Breaking the Metric Voting Distortion Barrier

We consider the following well studied problem of metric distortion in social choice. Suppose we have an election with $n$ voters and $m$ candidates who lie in a shared metric space. We would like to design a voting rule that chooses a candidate whose average distance to the voters is small. However, instead of having direct access to the distances in the metric space, each voter gives us a ranked list of the candidates in order of distance. Can we design a rule that regardless of the election instance and underlying metric space, chooses a candidate whose cost differs from the true optimum by only a small factor (known as the distortion)? A long line of work culminated in finding deterministic voting rules with metric distortion $3$, which is the best possible for deterministic rules and many other classes of voting rules.
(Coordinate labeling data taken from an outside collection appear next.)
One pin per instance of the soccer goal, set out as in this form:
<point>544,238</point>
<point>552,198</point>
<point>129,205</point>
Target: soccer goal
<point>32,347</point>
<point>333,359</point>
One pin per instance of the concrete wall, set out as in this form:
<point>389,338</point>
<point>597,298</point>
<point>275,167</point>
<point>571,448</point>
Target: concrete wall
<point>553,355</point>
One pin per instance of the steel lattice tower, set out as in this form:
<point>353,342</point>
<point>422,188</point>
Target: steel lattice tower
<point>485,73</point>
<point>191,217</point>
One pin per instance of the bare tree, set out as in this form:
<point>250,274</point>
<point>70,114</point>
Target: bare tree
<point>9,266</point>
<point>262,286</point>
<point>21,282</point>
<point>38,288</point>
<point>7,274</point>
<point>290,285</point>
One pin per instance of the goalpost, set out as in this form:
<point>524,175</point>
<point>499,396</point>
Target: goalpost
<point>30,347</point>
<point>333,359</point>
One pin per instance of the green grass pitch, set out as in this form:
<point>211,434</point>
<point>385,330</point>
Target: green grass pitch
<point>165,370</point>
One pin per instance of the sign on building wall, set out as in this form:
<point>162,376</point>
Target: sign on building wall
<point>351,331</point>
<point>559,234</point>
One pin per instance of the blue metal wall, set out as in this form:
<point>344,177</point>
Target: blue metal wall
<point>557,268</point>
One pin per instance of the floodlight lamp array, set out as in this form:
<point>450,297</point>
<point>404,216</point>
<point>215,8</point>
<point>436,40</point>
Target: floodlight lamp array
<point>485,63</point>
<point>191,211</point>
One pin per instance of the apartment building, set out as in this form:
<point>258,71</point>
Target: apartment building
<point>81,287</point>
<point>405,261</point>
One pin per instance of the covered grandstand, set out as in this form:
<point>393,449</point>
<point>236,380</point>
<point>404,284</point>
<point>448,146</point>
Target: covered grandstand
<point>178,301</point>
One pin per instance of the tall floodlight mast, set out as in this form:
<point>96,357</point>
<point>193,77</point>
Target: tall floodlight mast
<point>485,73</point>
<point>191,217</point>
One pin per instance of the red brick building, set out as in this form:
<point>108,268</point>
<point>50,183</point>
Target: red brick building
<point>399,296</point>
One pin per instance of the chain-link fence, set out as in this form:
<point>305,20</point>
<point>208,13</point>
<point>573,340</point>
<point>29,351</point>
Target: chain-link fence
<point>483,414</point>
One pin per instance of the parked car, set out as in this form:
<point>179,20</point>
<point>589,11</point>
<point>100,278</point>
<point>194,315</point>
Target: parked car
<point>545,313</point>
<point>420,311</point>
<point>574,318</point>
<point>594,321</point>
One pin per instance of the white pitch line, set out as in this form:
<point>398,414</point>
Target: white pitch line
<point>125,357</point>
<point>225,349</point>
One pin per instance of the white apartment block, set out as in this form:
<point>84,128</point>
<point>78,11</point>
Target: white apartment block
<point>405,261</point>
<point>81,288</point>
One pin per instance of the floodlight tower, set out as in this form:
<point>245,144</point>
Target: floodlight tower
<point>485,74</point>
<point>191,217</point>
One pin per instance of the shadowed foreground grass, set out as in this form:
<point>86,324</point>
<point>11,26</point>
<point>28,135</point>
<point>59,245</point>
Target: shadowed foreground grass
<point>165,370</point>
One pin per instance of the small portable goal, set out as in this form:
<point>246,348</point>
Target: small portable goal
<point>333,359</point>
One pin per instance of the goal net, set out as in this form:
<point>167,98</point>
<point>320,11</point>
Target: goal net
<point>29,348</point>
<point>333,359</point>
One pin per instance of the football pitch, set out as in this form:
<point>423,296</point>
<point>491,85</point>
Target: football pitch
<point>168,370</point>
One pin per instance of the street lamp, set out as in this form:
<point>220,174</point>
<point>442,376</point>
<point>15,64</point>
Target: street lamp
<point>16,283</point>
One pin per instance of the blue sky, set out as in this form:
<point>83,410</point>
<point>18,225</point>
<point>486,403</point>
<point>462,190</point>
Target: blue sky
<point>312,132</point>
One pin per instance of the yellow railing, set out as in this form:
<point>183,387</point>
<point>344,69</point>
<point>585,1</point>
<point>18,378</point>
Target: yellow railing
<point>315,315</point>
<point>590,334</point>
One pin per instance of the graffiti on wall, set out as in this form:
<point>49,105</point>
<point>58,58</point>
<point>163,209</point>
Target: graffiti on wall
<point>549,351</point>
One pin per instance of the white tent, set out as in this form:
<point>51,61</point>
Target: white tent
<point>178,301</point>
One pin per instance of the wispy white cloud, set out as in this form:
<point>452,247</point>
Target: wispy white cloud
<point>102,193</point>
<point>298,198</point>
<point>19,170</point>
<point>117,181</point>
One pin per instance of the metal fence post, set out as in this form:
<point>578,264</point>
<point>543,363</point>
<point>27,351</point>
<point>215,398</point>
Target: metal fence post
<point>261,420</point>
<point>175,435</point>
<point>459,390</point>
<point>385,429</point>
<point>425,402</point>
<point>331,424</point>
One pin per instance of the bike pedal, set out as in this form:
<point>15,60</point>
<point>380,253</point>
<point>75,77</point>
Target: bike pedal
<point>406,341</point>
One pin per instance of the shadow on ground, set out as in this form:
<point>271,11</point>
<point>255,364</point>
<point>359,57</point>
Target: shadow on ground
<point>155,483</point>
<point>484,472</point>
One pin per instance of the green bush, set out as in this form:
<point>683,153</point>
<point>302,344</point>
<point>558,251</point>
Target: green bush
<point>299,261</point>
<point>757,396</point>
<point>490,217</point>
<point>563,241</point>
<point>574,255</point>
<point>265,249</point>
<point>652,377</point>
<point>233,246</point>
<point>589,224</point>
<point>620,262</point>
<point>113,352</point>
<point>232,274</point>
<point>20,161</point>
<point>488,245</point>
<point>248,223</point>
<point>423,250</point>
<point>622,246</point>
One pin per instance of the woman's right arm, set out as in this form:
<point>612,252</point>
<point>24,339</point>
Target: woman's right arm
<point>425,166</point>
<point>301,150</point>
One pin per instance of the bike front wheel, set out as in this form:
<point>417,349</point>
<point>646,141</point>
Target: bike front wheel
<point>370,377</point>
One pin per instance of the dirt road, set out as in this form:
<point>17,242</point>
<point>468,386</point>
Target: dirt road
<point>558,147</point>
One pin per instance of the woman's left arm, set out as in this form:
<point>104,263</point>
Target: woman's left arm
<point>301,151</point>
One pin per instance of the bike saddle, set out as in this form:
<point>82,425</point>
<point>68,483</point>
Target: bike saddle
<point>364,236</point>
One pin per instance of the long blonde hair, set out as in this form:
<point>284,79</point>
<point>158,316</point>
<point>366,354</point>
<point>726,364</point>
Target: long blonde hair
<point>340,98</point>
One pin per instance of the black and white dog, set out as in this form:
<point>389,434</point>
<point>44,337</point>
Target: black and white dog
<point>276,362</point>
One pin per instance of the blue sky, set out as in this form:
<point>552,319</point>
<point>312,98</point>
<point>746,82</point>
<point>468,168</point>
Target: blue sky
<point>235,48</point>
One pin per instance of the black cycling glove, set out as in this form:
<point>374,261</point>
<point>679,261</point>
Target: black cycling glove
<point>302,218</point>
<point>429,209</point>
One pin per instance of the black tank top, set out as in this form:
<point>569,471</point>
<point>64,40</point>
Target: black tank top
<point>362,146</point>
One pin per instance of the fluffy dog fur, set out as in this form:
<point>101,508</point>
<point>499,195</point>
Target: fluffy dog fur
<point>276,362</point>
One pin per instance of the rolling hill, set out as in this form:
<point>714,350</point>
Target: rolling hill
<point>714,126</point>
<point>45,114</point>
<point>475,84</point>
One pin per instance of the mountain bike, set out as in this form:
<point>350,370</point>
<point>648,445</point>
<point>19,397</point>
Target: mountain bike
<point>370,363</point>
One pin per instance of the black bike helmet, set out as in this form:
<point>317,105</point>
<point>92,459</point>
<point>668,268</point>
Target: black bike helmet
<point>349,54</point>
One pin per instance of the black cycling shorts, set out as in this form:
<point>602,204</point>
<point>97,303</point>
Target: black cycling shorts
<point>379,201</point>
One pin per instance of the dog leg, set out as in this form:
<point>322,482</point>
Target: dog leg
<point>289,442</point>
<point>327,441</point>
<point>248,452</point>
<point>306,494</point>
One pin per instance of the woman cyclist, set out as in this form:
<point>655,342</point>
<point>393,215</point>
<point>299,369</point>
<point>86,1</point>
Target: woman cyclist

However, without any restrictions, there is still a significant gap in our understanding: Even though the best lower bound is substantially lower at $2.112$, the best upper bound is still $3$, which is attained even by simple rules such as Random Dictatorship. Finding a rule that guarantees distortion $3 - \varepsilon$ for some constant $\varepsilon $ has been a major challenge in computational social choice. In this work, we give a rule that guarantees distortion less than $2.753$. To do so we study a handful of voting rules that are new to the problem. One is Maximal Lotteries, a rule based on the Nash equilibrium of a natural zero-sum game which dates back to the 60's. The others are novel rules that can be thought of as hybrids of Random Dictatorship and the Copeland rule. Though none of these rules can beat distortion $3$ alone, a careful randomization between Maximal Lotteries and any of the novel rules can.